Customer Experience & Digital Transformation

By | September 26, 2016

I recently presented a case study at a workshop to a like-minded group of content leaders. There were several comments around where content sits in the context of the customer experience. Yes, content is king, but there’s a lot of groundwork to do before you can attain the goal of useful, relevant and compelling content for your customers.

We all become immersed in our day jobs, working with stakeholders to define our content strategies, with teams of developers to put the necessary tools in place and with writers to produce interesting and targeted content. But, taking a step back, there’s a certain rigour required to establish the foundations for great digital content. For many businesses, increasingly understanding the need to take the big step forward into improving their digital presence, there are several elements they should consider on their path to digital transformation.

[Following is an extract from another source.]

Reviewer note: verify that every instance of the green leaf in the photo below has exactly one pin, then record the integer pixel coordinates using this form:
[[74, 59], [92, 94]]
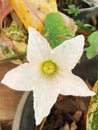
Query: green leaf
[[87, 27], [55, 30], [72, 9], [92, 115], [92, 50], [13, 43]]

The first step is to work across functions to define the need – this may include working with product teams, IT, SEO, marketing, social media, analytics, project management and customer services to look at your customers in a broader context:

  • What are your customers trying to achieve?
  • How can you help them to solve their problem? Answer their question? Enable them to purchase a product or service?
  • What’s stopping them from using your digital presence to achieve this rather than a competitor?
  • From a practical point of view, how will your content be structured to support this?

To underpin this, there’s data to be analysed and assumptions to be tested.  Basically there’s some legwork required:

  • to develop customer personas (the subject of a Personas blog post earlier this year)
  • to identify customer journeys and the purpose of your website
  • to carry out a content audit; what do you already have (what can be re-used, re-purposed, retired) and an SEO audit
  • to plan, test and iterate your information architecture structure to ensure it is coherent and intuitive
  • to put in place best practice processes, for example your mobile presence, THEN
  • to create your content in the context of your personas, journeys, structure, process and tools

The bigger picture underpinning content creation is the customer experience, where user journeys are tailored, content design is intuitive, customers are able to make an informed decision and specific tasks are simple to complete. It’s easy to lose sight of that when you are focused on the practical tasks associated with the fast moving world of creating and deploying digital content.